The stock exchange or simply the stock market is a component of the free market economy that is considered by most people as being more complicated than other free market components. Well, it is not entirely true. Although, I must say that anyone venturing into the stock exchange should be better equipped with an understanding of the market fundamentals and behaviors. In this article, you will learn about how the stock market works and I hope it will arm you with the knowledge you need to minimize the risk involved.
What is Stock Market?
As stated earlier, the stock market is a free market component that serves as a marketplace where shares, assets and other forms of securities are bought from publicly held companies that are listed on the stock market roll.
You can think of the stock exchange as the way the traditional market works only that commodities sold are in the form of shares, stocks, securities and other assets.
How does it works?
The stock exchange works as an open but secure market that allows buyers(individuals) and sellers(mostly companies) to meet and interact as in a traditional offline market setting. Transactions are further made after interactions and agreement has been made. In the market buyers are guaranteed to have of having fair pricing, transparency, and zero to low operational risks of acquiring the available financial instruments.
When we consider further how the market works; we discover that it operates as a primary and secondary market.
As a primary market, the market allows companies to issue and sell shares (which are the company’s worth divided into several fragments and sold at a price for each ) to the public (individuals) who are also considered investors. Here, the investors, buy the share with an expectation of having a rise in value(capital) for the share over some time or to receive dividends(part of the company’s profits usually paid by a company to its investors). Sometimes, investors expect both.
The stock exchange as a secondary market allows investors to further buy and sell the securities and stocks they own.
In conclusion, the market is mainly a facilitator for the entire capital raising process done by both ends(companies and investors ) of which it receives a certain fee for this service from companies within it.
The primary function of the market is to efficiently match buying and selling orders which are achieved after it has received access to the data needed for buying and selling.
The market leverages the following data to facilitate buying and selling;
- Price transparency; this is the information of the bid(offers made to purchase securities), asks(price seller is willing to accept for the security being sold) and trading quantities for available stocks
- Price discovery; is the process of setting the proper price for an asset, security etc of which supply and demand is often considered here.
- Liquidity: the ease with a particular security can be converted into ready cash without impact on the market price.
Who can trade in a stock market?
This is one of the most frequently asked questions about the market. Well, people eligible to trade in the stock market are divided into these categories;
- Market makers – Companies and individuals who perform bids and ask for a particular security.
- Investors – Individuals who commit capital and accepted funds with the expectancy of receiving financial returns within a specified time.

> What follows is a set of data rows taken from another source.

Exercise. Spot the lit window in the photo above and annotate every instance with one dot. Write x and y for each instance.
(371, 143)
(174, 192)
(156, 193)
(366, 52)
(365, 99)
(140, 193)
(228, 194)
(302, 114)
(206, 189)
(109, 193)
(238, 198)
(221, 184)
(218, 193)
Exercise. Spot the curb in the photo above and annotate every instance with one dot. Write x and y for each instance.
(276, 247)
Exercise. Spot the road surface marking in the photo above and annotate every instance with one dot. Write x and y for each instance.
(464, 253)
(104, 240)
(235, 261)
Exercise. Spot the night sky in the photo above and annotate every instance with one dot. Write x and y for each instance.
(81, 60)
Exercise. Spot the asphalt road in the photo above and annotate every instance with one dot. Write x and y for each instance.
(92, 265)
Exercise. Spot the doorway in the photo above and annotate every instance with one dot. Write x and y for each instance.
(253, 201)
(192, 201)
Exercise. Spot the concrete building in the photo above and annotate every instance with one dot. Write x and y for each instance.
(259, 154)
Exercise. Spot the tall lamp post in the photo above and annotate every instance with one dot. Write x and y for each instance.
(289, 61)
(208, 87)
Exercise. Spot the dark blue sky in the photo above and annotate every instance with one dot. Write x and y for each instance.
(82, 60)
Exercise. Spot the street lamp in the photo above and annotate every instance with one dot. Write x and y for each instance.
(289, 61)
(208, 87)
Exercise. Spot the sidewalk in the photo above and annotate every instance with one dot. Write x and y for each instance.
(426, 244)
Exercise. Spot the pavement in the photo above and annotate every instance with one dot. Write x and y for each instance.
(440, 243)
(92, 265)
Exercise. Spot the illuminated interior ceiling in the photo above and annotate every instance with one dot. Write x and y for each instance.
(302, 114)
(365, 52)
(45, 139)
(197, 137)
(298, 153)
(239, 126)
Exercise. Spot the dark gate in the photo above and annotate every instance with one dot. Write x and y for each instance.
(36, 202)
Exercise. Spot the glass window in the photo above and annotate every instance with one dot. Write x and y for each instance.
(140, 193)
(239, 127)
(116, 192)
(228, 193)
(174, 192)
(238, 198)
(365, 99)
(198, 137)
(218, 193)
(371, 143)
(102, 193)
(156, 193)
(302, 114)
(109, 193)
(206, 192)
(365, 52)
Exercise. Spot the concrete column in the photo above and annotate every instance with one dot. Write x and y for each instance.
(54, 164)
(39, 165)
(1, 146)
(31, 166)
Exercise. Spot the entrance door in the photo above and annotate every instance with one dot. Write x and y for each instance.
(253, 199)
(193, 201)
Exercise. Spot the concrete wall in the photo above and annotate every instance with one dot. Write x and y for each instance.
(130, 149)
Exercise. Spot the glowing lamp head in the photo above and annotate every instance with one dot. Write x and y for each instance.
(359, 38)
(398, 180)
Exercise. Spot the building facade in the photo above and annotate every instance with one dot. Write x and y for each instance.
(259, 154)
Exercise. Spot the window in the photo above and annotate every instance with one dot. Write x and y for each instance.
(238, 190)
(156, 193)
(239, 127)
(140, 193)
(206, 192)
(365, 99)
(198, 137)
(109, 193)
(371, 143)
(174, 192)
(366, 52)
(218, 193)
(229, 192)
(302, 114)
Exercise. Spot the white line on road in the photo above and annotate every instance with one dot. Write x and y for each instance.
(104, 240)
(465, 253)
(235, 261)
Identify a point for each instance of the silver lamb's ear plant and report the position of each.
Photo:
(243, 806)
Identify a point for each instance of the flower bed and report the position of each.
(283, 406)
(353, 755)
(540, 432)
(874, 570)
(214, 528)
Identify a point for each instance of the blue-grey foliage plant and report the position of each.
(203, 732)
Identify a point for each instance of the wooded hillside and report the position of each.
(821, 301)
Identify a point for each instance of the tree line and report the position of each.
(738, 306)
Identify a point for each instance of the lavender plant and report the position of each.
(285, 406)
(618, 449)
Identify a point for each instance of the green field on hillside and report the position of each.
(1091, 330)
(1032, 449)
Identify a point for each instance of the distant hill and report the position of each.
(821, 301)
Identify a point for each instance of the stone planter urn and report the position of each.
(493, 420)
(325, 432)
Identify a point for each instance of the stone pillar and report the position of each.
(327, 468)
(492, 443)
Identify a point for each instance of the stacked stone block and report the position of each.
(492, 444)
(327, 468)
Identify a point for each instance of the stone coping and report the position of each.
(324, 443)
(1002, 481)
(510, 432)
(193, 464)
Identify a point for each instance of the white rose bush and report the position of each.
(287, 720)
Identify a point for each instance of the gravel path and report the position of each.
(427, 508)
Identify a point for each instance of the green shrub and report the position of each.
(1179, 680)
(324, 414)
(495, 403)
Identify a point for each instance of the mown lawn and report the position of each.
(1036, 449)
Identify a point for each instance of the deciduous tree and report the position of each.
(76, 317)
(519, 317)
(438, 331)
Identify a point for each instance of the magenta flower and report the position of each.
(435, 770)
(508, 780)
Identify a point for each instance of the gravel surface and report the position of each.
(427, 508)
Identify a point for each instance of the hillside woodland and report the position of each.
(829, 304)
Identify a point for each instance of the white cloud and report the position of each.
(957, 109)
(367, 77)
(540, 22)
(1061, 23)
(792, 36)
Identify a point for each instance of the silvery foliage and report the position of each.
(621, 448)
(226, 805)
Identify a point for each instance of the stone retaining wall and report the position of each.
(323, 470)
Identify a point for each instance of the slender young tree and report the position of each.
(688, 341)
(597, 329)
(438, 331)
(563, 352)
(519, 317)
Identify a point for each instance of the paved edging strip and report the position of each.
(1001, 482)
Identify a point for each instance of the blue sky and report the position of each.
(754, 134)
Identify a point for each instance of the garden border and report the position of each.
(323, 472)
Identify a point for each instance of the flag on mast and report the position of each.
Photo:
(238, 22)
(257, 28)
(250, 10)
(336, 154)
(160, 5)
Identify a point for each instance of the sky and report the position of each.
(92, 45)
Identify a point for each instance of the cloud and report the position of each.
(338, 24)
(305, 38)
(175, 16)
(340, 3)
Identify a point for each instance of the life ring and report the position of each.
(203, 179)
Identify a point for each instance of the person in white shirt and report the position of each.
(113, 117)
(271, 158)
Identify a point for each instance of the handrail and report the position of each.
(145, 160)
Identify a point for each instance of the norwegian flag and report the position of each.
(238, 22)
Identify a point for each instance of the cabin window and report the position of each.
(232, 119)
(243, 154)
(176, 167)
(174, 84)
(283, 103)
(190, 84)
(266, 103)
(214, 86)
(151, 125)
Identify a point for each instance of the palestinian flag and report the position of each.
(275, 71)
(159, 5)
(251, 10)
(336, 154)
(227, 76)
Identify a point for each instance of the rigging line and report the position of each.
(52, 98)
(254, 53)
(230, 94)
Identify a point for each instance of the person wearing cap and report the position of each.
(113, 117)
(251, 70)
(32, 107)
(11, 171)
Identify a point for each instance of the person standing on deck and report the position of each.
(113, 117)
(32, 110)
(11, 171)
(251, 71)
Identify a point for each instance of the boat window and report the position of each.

- Traders – Individuals who engage in the act of buying and selling assets in the stock market either for themselves or in place of another individual.
- Speculators – Individuals who buy financial instruments intending to sell at later date to earn a profit. The difference between speculators and investors is that speculators intend to sell their assets in a shorter time than investors and their primary goal is to earn higher profits.
Benefits of Investing in the Market
- Investing in the stock market provides a great opportunity for growing money, when considering the buy at a low price and sell at a high option.
- It is a legit way of earning extra income which can be achieved in the form of dividends(which is money paid by a company from its profits to its investors who are those who have bought security or stocks from them). Dividends are a 2-way opportunity of making money.
- A stock market is a convenient approach to planning for the future. When you buy stocks, for instance, at the stock market, you buy a small piece of company ownership and net worth which would appreciate within the years.
- The market also provides an alternative for diversifying investments. Because there are several companies listed in a market, you can conveniently, buy financial instruments from different sectors and even go global to other countries. This reduces the risk of investing in one company whose worth could depreciate over time.
How is the Stock market regulated?
The market is regulated by the approved monetary authority and institution relevant to the affairs of the stock market. In Nigeria, the market is regulated by the Security and Exchange Commission (SEC).